Stanislas Chmielewski, De Antonio Yachts

As for the influx of people, the impression is that it’s been the same or better than last year, with people interested in buying boats. We’ve also noticed the grouping of catamarans, which has allowed us to acquire more space and visibility and enabled us to conduct more marketing initiatives.

Our distributors have closed sales, they sold the little stock they had immediately, and we’re sold out for the next few years. We come to the show to enhance our brand image and increase the interest in our boats, because, fortunately, our sales have already been made.

For us, 2023 will be a good season, an excellent season, as all our products have been sold out, as will 2024. Our efforts will now focus on completing our sales in 2025.

Luis Martínez Doreste, North Sails España

I don’t have the access counter, but I do see the people walking past the stand, and there were lots of visitors, especially on Wednesday, which was a public holiday (12th October), and, above all, lots of people stopping at our stand. Our clientèle is quite recurrent, as we not only have customers for new boats but also ones who have a boat and come to buy sails to replace the old ones. We have a fairly steady clientèle that’s loyal to the brand.

We closed deals at the show and, as always, many more will be finalised in the coming weeks.

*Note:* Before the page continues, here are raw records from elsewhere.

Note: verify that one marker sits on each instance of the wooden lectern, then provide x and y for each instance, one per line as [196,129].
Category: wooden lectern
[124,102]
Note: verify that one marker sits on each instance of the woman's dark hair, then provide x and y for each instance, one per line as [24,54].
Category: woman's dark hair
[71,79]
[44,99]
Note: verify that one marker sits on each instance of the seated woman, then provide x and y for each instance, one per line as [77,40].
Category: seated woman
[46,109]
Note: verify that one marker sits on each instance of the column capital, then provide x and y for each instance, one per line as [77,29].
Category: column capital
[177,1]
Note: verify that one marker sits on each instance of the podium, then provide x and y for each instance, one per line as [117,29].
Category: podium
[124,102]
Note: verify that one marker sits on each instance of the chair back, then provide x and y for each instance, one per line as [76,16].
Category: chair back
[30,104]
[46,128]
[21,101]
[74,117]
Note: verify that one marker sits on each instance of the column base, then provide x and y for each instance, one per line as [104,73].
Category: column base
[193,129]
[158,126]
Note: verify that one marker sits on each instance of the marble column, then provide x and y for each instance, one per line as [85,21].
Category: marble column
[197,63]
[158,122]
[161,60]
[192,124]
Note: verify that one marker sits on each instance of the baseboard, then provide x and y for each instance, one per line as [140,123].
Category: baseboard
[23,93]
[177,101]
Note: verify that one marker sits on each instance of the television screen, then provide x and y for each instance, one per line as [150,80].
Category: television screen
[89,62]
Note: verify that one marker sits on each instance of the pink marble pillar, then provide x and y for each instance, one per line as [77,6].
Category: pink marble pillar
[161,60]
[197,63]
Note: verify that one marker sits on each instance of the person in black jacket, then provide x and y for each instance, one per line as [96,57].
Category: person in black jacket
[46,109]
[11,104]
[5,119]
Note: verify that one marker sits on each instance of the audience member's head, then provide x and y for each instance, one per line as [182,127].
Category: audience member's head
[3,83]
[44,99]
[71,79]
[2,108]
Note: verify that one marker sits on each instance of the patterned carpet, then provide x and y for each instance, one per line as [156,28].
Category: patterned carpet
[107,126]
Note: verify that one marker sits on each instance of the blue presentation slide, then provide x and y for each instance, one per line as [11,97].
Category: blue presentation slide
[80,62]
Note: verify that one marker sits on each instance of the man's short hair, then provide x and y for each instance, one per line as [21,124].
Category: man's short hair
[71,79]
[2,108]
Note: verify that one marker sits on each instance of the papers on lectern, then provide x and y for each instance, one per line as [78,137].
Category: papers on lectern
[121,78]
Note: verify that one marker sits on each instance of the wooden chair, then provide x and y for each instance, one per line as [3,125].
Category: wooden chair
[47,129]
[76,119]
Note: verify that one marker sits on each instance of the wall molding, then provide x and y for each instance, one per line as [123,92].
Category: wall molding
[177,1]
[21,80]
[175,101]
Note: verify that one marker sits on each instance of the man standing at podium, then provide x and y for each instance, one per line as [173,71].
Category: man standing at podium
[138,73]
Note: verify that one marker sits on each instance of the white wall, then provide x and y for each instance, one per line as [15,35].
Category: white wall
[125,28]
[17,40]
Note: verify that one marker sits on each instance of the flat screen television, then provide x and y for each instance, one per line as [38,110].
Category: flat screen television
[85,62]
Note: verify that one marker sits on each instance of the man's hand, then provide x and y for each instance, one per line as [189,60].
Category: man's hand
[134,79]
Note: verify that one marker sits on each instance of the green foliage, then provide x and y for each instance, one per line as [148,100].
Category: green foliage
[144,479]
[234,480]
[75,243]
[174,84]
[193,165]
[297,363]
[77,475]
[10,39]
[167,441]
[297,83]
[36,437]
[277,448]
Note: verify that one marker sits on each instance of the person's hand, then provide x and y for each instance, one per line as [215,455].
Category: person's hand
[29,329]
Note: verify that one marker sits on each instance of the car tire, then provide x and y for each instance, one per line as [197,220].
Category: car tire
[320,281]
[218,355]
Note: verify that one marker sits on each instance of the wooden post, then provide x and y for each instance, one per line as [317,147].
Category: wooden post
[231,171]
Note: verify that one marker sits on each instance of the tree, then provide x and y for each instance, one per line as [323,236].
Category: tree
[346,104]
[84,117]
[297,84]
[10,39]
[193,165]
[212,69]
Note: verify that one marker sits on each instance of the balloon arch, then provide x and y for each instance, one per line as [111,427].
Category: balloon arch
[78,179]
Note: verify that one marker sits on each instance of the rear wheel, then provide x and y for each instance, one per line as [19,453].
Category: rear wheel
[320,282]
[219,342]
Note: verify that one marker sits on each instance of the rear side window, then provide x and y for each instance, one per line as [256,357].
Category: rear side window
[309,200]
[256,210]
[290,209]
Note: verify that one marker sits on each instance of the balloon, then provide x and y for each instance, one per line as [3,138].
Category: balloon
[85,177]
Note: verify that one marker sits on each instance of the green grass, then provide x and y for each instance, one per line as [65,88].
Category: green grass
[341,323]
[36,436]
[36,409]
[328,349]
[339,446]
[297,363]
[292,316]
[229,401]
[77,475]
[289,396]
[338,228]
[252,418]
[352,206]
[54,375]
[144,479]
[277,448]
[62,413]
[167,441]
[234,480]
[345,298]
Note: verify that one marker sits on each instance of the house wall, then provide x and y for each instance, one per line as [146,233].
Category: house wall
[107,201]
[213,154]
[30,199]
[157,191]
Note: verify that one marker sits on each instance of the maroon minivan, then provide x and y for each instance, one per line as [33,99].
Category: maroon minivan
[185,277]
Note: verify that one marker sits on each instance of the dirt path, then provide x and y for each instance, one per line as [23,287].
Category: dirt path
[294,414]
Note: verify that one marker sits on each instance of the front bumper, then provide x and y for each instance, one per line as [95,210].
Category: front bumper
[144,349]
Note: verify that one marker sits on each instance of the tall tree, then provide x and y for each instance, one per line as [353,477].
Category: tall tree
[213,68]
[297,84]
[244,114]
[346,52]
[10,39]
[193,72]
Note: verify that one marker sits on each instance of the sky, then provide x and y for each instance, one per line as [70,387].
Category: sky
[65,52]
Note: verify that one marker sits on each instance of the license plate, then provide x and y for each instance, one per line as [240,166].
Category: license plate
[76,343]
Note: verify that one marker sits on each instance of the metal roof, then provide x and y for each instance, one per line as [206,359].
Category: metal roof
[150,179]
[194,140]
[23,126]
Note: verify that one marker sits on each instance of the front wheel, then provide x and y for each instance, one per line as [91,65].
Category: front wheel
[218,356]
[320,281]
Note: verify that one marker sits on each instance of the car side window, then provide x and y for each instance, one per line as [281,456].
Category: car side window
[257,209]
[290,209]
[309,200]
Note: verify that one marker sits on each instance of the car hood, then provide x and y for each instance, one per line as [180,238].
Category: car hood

I’m optimistic about the prospects for 2023, people are eager to sail, they’re still keen to go on cruises and take part in regattas. I think we’ll grow, I expect the turnover to increase by 5%, 10% at most, compared to our sales in 2022.

Lucas Lobato, Garmin Iberia

This year’s show has been the best one in the last three years, after the difficult times the whole of society has gone through. People have moved, travelled and visited the show. People have come closer to the sea, we’ve noticed a change in the profile of the users who’ve visited us and viewed our products.

Our distributors have closed deals, but the lack of materials is conditioning their sales, many of them have already sold all their products.

The prospects for next season are good, the impetus of new people approaching the sea will continue and, with the international context, we’re going through a positive phase. Let’s hope that the nautical sector remains untouched by international events and that the interest in going out to sea is maintained.

Tuto Saura, Rebot Boats

We’re a new shipyard and this is our first year at the show, so I can’t compare it with previous events. Our aim was to make ourselves better known and we’re more than satisfied. We’ve noticed variations in the profile on the public holidays and weekdays and I was expecting a few more visitors.

Our expectations were very low as we were new, but we’re really happy with the business we’ve done here. As for the 2023 season, as we have nothing to compare it with, we’re more than satisfied, as the sales we’ve closed will guarantee 30% of the production we’ve planned. This is a result we hadn’t expected to achieve, even in the most optimistic scenarios envisaged on an Excel sheet.